So, the design deep dive on
hardpoints is out. It's late, and I'm tired, so I'm not going to quote and format the whole thing here.
TL;DR, though:
Most size 2 and up weapon mounts (excepting a few where the physical design of the ship makes it not sensible) will be (as this stuff gets converted, I'm assuming, no timeline was given) able to mount new items that can convert them to gimbal (or, as the official terminology is moving to, "unmanned turret") mounts. Likewise, existing Class 2 weapons will be broken into a hardpoint with a stock unmanned turret mount.
The catch? The size of weapon an unmanned turret mount can accept is at least one size smaller than the size of the hardpoint it attaches to. So if you're mousing, or good with head-tracking peripherals, you can leverage the greater accuracy and precision you have over using a stick to point your ship at your target, but you'll be giving up some raw firepower to do so. This had been talked about unofficially and in less explicit detail the past couple weeks.
The part I wasn't expecting is that the same system is being applied to manned turrets; manned turrets require dropping an additional size. AND, on top of that (affecting both unmanned and manned turrets, I think), turrets that mount multiple smaller weapons will be the same size (and interchangeable with) turrets of the same type that mount a single larger weapon. The total of the mounted weapons in the turret are considered additive.
So, as an example, you could have one manned turret that accepts twin size-1 guns. That's 2x1 for the guns, +1 for the turret, +1 for the manned nature, for a hardpoint size of 4. Conversely, you could use a different size 4 turret item that gave you one size 3 gun on an unmanned turret. And so on.

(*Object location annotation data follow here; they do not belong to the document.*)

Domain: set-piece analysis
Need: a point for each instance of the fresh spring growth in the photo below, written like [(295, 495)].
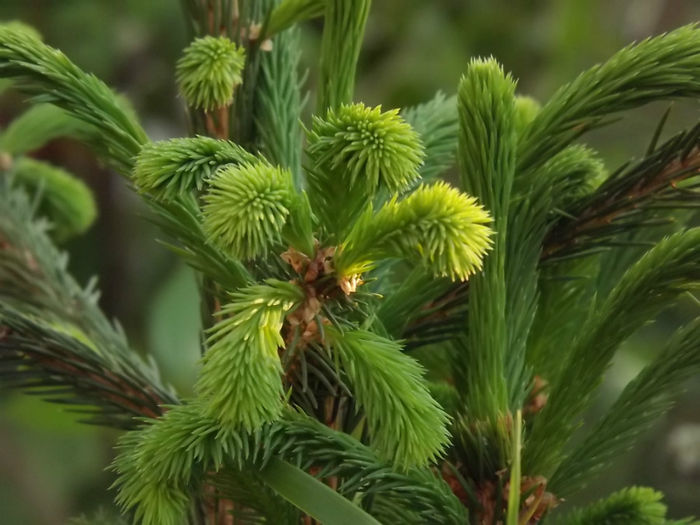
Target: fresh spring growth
[(63, 197), (406, 425), (356, 152), (240, 378), (313, 397), (436, 226), (209, 71), (247, 207), (357, 145)]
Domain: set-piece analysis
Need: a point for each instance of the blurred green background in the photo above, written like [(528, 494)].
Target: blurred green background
[(51, 467)]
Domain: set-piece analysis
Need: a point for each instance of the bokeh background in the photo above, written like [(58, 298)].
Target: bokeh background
[(51, 467)]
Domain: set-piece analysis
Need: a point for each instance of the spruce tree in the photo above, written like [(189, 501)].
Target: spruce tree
[(332, 255)]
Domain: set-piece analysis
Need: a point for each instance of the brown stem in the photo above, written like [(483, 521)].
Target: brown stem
[(591, 219)]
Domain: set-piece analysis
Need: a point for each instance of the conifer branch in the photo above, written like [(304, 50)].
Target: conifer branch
[(181, 221), (639, 505), (646, 288), (209, 71), (37, 126), (34, 280), (659, 68), (343, 30), (48, 76), (157, 463), (279, 101), (665, 178), (356, 153), (436, 226), (240, 379), (290, 12), (173, 168), (61, 365), (406, 425), (487, 145), (64, 199), (247, 207), (643, 400), (437, 124)]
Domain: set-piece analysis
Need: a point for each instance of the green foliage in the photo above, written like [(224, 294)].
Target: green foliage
[(436, 123), (406, 425), (37, 126), (526, 109), (436, 226), (209, 71), (48, 76), (307, 404), (279, 102), (343, 29), (631, 505), (361, 146), (181, 221), (651, 284), (247, 207), (487, 144), (355, 152), (290, 12), (575, 171), (663, 67), (644, 399), (54, 339), (64, 199), (240, 376), (175, 167)]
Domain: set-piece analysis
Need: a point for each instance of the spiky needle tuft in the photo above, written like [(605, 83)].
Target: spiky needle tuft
[(366, 146), (437, 226), (247, 207), (208, 72)]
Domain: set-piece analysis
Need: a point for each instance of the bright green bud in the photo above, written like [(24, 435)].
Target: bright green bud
[(365, 146), (175, 167), (208, 72), (574, 172), (247, 208), (65, 199), (437, 226)]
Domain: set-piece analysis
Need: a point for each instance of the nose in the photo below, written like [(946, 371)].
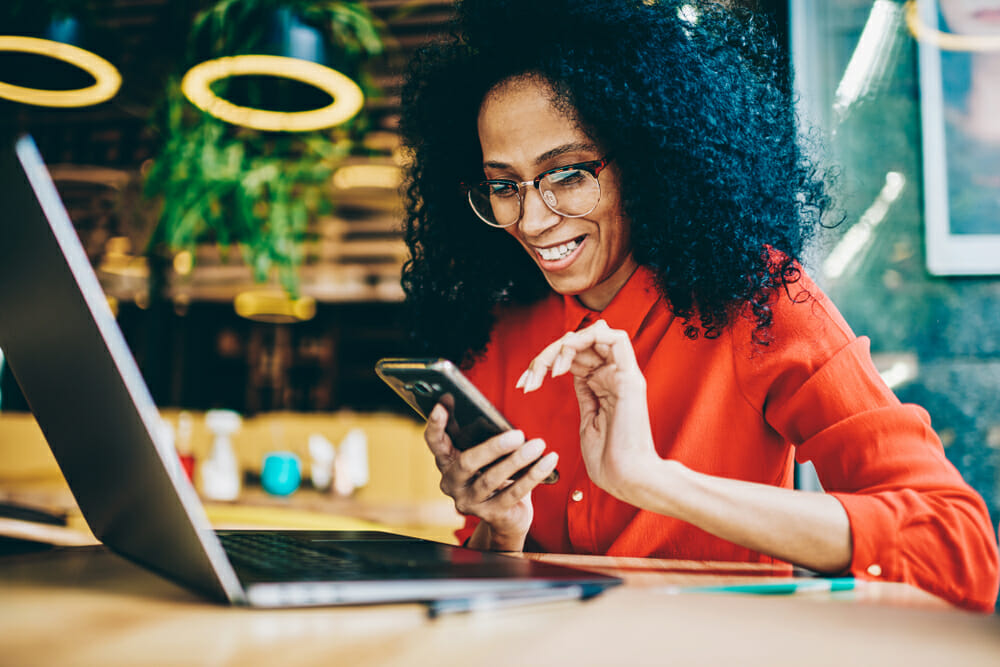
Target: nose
[(537, 217)]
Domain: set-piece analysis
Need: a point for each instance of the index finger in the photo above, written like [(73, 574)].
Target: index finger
[(434, 433)]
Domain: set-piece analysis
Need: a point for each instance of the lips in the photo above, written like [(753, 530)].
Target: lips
[(559, 255)]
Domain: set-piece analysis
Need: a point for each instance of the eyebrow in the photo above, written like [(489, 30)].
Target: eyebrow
[(549, 154)]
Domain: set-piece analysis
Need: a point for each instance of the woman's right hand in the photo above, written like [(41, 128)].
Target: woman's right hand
[(480, 483)]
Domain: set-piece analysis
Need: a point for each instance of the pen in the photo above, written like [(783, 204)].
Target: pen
[(502, 600), (774, 588)]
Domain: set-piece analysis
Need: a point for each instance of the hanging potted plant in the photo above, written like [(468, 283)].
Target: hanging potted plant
[(250, 187)]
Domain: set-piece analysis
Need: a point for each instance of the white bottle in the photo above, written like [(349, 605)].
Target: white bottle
[(220, 474)]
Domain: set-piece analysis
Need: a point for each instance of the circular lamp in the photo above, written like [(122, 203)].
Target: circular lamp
[(347, 95), (107, 80), (271, 305)]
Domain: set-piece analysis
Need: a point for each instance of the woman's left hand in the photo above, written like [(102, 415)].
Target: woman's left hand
[(615, 436)]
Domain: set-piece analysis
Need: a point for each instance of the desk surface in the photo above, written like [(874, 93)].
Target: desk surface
[(85, 606)]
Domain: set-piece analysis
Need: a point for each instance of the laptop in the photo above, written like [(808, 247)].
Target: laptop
[(69, 356)]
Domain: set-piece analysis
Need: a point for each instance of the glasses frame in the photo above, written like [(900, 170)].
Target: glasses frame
[(592, 167)]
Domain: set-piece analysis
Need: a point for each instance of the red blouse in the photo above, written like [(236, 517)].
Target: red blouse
[(729, 408)]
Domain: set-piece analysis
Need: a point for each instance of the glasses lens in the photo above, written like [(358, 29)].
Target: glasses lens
[(572, 192), (498, 204)]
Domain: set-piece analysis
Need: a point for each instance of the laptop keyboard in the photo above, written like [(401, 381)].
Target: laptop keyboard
[(269, 556)]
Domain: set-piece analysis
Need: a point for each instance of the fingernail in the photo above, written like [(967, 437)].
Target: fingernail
[(533, 448), (563, 362), (529, 381)]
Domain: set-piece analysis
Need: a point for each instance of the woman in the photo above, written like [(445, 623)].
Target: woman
[(606, 214)]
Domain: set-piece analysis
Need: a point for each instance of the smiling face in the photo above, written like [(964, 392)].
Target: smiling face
[(523, 134)]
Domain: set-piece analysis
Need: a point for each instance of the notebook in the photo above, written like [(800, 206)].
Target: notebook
[(69, 356)]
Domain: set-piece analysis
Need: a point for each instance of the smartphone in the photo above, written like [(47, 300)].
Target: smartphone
[(423, 383)]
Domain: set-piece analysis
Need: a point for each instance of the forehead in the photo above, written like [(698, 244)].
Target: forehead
[(520, 120)]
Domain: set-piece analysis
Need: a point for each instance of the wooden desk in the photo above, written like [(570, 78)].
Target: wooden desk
[(85, 606)]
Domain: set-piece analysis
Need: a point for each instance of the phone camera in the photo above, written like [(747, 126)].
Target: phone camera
[(420, 387)]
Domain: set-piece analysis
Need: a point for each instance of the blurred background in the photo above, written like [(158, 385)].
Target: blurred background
[(257, 269)]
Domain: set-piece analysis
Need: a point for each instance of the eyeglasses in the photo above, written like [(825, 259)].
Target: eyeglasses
[(571, 191)]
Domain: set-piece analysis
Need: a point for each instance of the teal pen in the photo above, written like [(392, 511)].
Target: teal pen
[(775, 588)]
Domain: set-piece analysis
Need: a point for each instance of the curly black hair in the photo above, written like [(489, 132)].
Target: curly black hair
[(691, 100)]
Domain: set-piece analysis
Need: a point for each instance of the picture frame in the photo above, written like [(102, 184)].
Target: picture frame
[(959, 77)]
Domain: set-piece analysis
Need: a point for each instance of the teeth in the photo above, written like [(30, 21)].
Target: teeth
[(558, 252)]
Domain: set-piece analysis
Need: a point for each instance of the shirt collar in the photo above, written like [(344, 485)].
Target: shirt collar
[(626, 311)]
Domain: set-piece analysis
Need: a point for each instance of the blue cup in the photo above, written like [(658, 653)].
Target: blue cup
[(281, 473)]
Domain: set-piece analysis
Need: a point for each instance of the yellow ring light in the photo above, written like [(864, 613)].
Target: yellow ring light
[(347, 96), (947, 41), (107, 80)]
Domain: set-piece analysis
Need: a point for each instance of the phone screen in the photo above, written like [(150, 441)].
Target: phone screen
[(423, 383)]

Also unexpected, but welcome if you ask me, is news that hardpoints and item compatibility has more to it than just raw size. The "pipes" for that hardpoint have to match up. Pipes are how the game tracks systems like power draw, heat generation and dispersion, "CPU load", and more. So it's suggested that unmanned turrets will have CPU requirements that have to share finite CPU cycles with other systems on your ship, like other unmanned turrets, your targeting system, and more. So that's cool -- I was wondering when CPU would come into play, and how.